GCC supports the following predefined allocators and predefined memory spaces:

Predefined allocators	Associated predefined memory spaces
omp_default_mem_alloc	omp_default_mem_space
omp_large_cap_mem_alloc	omp_large_cap_mem_space
omp_const_mem_alloc	omp_const_mem_space
omp_high_bw_mem_alloc	omp_high_bw_mem_space
omp_low_lat_mem_alloc	omp_low_lat_mem_space
omp_cgroup_mem_alloc	omp_low_lat_mem_space (implementation defined)
omp_pteam_mem_alloc	omp_low_lat_mem_space (implementation defined)
omp_thread_mem_alloc	omp_low_lat_mem_space (implementation defined)
ompx_gnu_pinned_mem_alloc	omp_default_mem_space (GNU extension)

Each predefined allocator, including omp_null_allocator, has a corresponding allocator class template that meet the C++ allocator completeness requirements. These are located in the omp::allocator namespace, and the ompx::allocator namespace for gnu extensions. This allows the allocator-aware C++ standard library containers to use OpenMP allocation routines; for instance:

std::vector<int, omp::allocator::cgroup_mem<int>> vec;

The following allocator templates are supported:

Predefined allocators	Associated allocator template
omp_null_allocator	omp::allocator::null_allocator
omp_default_mem_alloc	omp::allocator::default_mem
omp_large_cap_mem_alloc	omp::allocator::large_cap_mem
omp_const_mem_alloc	omp::allocator::const_mem
omp_high_bw_mem_alloc	omp::allocator::high_bw_mem
omp_low_lat_mem_alloc	omp::allocator::low_lat_mem
omp_cgroup_mem_alloc	omp::allocator::cgroup_mem
omp_pteam_mem_alloc	omp::allocator::pteam_mem
omp_thread_mem_alloc	omp::allocator::thread_mem
ompx_gnu_pinned_mem_alloc	ompx::allocator::gnu_pinned_mem

The following traits are available when constructing a new allocator; if a trait is not specified or with the value default, the specified default value is used for that trait. The predefined allocators use the default values of each trait, except that the omp_cgroup_mem_alloc, omp_pteam_mem_alloc, and omp_thread_mem_alloc allocators have the access trait set to cgroup, pteam, and thread, respectively. For each trait, a named constant prefixed by omp_atk_ exists; for each non-numeric value, a named constant prefixed by omp_atv_ exists.

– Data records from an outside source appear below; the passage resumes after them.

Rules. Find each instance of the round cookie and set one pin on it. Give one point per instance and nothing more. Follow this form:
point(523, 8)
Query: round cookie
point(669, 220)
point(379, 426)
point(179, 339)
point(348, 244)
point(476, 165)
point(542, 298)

Trait	Allowed values	Default value
`sync_hint`	`contended`, `uncontended`, `serialized`, `private`	`contended`
`alignment`	Positive integer being a power of two	1 byte
`access`	`all`, `cgroup`, `pteam`, `thread`	`all`
`pool_size`	Positive integer (bytes)	See below.
`fallback`	`default_mem_fb`, `null_fb`, `abort_fb`, `allocator_fb`	See below
`fb_data`	allocator handle	(none)
`pinned`	`true`, `false`	See below
`partition`	`environment`, `nearest`, `blocked`, `interleaved`	`environment`

For the fallback trait, the default value is null_fb for the omp_default_mem_alloc allocator and any allocator that is associated with device memory; for all other allocators, it is default_mem_fb by default.

For the pinned trait, the default value is true for predefined allocator ompx_gnu_pinned_mem_alloc (a GNU extension), and false for all others.

The following description applies to the initial device (the host) and largely also to non-host devices; for the latter, also see Offload-Target Specifics.

For the memory spaces, the following applies:

omp_default_mem_space is supported
omp_const_mem_space maps to omp_default_mem_space
omp_low_lat_mem_space is only available on supported devices, and maps to omp_default_mem_space otherwise.
omp_large_cap_mem_space maps to omp_default_mem_space, unless the memkind library is available
omp_high_bw_mem_space maps to omp_default_mem_space, unless the memkind library is available

On Linux systems, where the memkind library (libmemkind.so.0) is available at runtime and the respective memkind kind is supported, it is used when creating memory allocators requesting

the partition trait interleaved except when the memory space is omp_large_cap_mem_space (uses MEMKIND_HBW_INTERLEAVE)
the memory space is omp_high_bw_mem_space (uses MEMKIND_HBW_PREFERRED)
the memory space is omp_large_cap_mem_space (uses MEMKIND_DAX_KMEM_ALL or, if not available, MEMKIND_DAX_KMEM)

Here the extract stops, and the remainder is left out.